Where there is no express choice of law in a contract, the courts may still determine that there has been an implied choice of law if the circumstances warrant such a finding. For example, where a contract contains a choice of jurisdiction clause but no choice of law clause, then the law of the chosen jurisdiction may be deemed to apply. References to other national laws in a contract may also have an effect.

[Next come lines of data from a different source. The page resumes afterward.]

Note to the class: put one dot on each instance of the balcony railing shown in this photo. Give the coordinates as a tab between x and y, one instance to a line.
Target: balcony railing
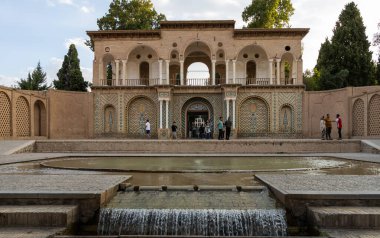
130	82
195	81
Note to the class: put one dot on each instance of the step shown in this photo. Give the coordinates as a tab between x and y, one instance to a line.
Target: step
38	216
30	232
345	217
350	233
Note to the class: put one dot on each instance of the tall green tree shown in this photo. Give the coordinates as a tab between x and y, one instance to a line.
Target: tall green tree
70	76
34	81
268	13
346	59
129	15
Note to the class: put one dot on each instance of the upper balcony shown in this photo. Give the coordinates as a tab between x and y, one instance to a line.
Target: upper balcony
141	82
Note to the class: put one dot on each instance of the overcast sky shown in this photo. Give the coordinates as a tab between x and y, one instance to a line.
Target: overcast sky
42	30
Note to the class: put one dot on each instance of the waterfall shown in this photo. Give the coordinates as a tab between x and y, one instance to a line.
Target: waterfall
185	222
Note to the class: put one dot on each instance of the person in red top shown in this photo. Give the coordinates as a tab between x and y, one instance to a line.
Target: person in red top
339	125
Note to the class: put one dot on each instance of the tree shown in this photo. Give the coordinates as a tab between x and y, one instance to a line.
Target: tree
311	80
268	13
129	15
377	70
34	81
346	59
70	76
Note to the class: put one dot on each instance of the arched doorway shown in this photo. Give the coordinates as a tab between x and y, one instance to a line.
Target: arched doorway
138	111
39	119
358	118
254	119
251	72
195	112
144	73
198	74
110	119
22	117
5	116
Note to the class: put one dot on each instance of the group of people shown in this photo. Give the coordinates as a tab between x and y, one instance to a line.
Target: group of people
325	126
227	125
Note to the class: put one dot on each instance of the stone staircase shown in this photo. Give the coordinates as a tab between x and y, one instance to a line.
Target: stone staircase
36	220
346	222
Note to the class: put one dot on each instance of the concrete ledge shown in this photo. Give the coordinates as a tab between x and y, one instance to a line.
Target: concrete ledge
199	146
345	217
38	216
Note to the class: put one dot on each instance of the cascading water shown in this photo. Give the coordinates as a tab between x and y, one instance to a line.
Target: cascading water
186	222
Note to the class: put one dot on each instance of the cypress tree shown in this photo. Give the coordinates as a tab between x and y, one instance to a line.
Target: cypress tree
70	76
346	60
34	81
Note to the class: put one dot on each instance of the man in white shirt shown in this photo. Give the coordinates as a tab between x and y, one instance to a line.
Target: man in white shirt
147	128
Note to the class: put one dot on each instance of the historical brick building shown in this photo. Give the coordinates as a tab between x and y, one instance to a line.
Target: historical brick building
255	77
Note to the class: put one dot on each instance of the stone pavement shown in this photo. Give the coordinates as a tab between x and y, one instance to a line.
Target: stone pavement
322	186
8	147
58	184
343	233
21	232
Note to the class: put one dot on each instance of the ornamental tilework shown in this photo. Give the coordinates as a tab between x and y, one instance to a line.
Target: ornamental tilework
101	102
5	115
253	117
374	116
294	100
139	110
212	101
358	118
22	117
138	107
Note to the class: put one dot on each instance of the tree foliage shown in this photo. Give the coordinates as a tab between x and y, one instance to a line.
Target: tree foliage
129	15
34	81
346	59
311	80
268	13
70	76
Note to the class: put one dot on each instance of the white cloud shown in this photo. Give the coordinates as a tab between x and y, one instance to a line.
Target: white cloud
83	6
78	42
8	81
87	9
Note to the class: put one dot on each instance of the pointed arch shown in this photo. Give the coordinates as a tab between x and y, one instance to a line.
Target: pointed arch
40	119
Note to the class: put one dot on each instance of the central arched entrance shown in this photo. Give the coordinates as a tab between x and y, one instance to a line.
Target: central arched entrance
196	112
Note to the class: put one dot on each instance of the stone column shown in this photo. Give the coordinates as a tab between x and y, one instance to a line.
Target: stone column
233	113
270	71
160	114
124	63
227	61
167	114
228	109
167	71
160	72
234	71
278	70
213	71
181	71
117	72
102	80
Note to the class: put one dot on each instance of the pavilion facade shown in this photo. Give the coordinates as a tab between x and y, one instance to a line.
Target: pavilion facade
254	77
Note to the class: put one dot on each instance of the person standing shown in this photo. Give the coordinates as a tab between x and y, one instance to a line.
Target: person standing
147	128
328	127
228	125
322	127
208	130
174	130
220	128
339	125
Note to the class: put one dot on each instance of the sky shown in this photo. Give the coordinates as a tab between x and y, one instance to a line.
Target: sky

Where the courts are unable to identify and express or implied choice of law, the usual rule is that the governing law will be that law that is most closely connected to the contract. Article 4(2) of the Rome Convention provides:

… it shall be presumed that the contract is most closely connected with the country where the party who is to effect the performance which is characteristic of the contract has, at the time of conclusion of the contract, his habitual residence, or, in the case of a body corporate or unincorporate, its central administration. However, if the contract is entered into in the course of that party’s trade or profession, that country shall be the country in which the principal place of business is situated or, where under the terms of the contract the performance is to be effected through a place of business other than the principal place of business, the country in which that other place of business is situated.

Note, however, that there are a number of exceptions to this general rule.